Jarrett is helping me identify and catalogue everything. Once we are done we will have prints for sale. The Cobra Daytona Coupe was designed by Peter Brock an American who worked for Shelby. If am not mistaked the bodies were actually constructed in Italy. Brock is an editor for some car magazine and a really great guy. I'd like to have the pair and take turns with some of my friends racing each other.
John Surtees at Spa in 1965! A horizontally opposed 8 cylinder motor. Image Unavailable, Please Login
Actually it was a V8; the 12-cylinder was the horizontally-opposed motor. Note the auxiliary fuel tank..................mounted over the engine! Hope it didn't leak........ Paul M
I think that ONE of the Cobra Daytona Coupes was built entirely in America: http://www.norcal-saac.org/archive/csx2287.html A weird tale worthy of a movie script.

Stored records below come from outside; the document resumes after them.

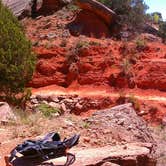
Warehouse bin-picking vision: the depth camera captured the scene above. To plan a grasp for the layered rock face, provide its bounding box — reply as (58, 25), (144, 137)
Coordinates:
(135, 59), (166, 91)
(38, 0), (65, 15)
(68, 10), (110, 38)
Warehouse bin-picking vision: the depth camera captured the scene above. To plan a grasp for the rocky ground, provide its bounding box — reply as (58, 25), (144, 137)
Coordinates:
(0, 1), (166, 166)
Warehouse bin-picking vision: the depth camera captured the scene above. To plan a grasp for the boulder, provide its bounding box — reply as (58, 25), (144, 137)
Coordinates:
(86, 103), (155, 145)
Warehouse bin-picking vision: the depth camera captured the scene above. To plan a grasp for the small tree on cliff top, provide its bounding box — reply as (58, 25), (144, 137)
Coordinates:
(98, 0), (148, 27)
(0, 0), (35, 104)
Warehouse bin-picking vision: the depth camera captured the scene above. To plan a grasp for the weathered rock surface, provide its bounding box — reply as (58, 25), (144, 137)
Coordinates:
(30, 94), (112, 115)
(74, 0), (116, 26)
(87, 104), (155, 143)
(135, 59), (166, 91)
(68, 10), (110, 38)
(10, 104), (156, 166)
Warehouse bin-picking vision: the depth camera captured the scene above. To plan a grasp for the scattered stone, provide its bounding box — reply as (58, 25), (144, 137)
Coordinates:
(47, 33), (57, 39)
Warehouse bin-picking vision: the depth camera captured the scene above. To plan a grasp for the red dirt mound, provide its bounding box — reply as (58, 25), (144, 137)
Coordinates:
(68, 10), (110, 38)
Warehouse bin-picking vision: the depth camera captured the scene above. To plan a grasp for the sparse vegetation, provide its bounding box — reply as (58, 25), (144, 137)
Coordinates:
(159, 21), (166, 43)
(75, 39), (89, 50)
(0, 1), (35, 104)
(128, 94), (140, 111)
(135, 38), (147, 50)
(99, 0), (148, 27)
(60, 39), (67, 47)
(121, 58), (131, 75)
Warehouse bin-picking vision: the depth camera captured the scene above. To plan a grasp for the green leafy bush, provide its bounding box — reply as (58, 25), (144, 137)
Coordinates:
(159, 21), (166, 43)
(0, 1), (35, 103)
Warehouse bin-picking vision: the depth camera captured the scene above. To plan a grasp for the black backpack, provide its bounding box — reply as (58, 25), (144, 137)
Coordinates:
(9, 133), (80, 166)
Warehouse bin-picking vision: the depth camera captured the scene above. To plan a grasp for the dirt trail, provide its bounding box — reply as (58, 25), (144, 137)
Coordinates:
(32, 86), (166, 103)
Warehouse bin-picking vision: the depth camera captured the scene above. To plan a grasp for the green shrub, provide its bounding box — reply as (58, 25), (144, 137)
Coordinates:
(159, 21), (166, 43)
(135, 38), (147, 49)
(36, 103), (61, 118)
(0, 1), (35, 104)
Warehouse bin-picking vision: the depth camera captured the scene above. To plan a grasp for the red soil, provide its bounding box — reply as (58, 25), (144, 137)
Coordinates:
(24, 11), (166, 122)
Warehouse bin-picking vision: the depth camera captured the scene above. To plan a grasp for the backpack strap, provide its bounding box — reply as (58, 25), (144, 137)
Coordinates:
(64, 153), (75, 166)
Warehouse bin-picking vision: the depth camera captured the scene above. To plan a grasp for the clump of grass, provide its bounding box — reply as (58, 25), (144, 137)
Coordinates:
(75, 40), (89, 49)
(82, 122), (90, 129)
(121, 58), (131, 75)
(36, 103), (61, 118)
(60, 39), (67, 47)
(128, 94), (140, 111)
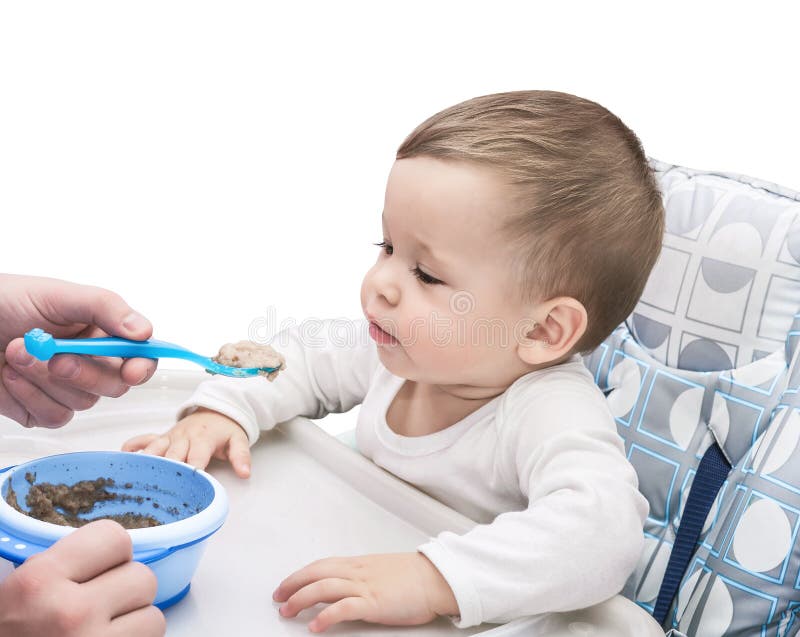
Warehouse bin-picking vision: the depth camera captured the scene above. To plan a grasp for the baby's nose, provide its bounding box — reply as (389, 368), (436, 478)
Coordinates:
(370, 265), (400, 305)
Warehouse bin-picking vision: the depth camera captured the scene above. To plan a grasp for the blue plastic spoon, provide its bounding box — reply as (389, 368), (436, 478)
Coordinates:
(25, 327), (277, 378)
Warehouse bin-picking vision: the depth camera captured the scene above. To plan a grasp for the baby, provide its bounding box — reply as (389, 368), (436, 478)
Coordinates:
(124, 91), (664, 632)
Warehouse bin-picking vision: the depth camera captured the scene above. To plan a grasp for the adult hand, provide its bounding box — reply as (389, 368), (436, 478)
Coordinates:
(0, 520), (166, 637)
(0, 274), (156, 427)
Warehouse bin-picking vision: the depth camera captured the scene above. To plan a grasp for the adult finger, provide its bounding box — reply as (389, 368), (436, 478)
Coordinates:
(6, 341), (99, 411)
(30, 281), (153, 340)
(142, 435), (171, 456)
(119, 358), (158, 386)
(308, 597), (369, 633)
(83, 562), (158, 619)
(6, 338), (129, 398)
(105, 606), (167, 637)
(0, 352), (28, 426)
(2, 365), (74, 428)
(34, 520), (133, 584)
(122, 434), (161, 451)
(278, 577), (358, 617)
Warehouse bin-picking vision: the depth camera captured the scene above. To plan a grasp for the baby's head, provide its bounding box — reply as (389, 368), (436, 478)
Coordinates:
(361, 91), (664, 397)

Maybe it was the prototype car that was built in Italy. Peter Brock and I had lunch once and I recall him describing the Italians using the proverbial tree stumps to make their shapes.
It must be a very wide angle V8 to allow the velocity stacks to be that far outboard? 150 degree V8? Dino at LeMans in 1965. Do any of these cars with this body style still exsist? Image Unavailable, Please Login
Funny you should say that, given that the AC Cobra's design has always been seen as at best being inspired by and worse case copied from the Touring bodied 166mm barchetta's
Hi David, This is the Dino prototype s/n 0834. Today it carries a regular Targa/Spyder type body. There are a couple coupes s/n 014, 002, however, their bodies are slightly different than the one below. Great shot. Hopefully look for an email from me later today -Jarrett
When I saw the two cars from this angle, I was struck by the similarity of their shapes. I'm sure there was a fair amount of cross-pollinization going on in those times.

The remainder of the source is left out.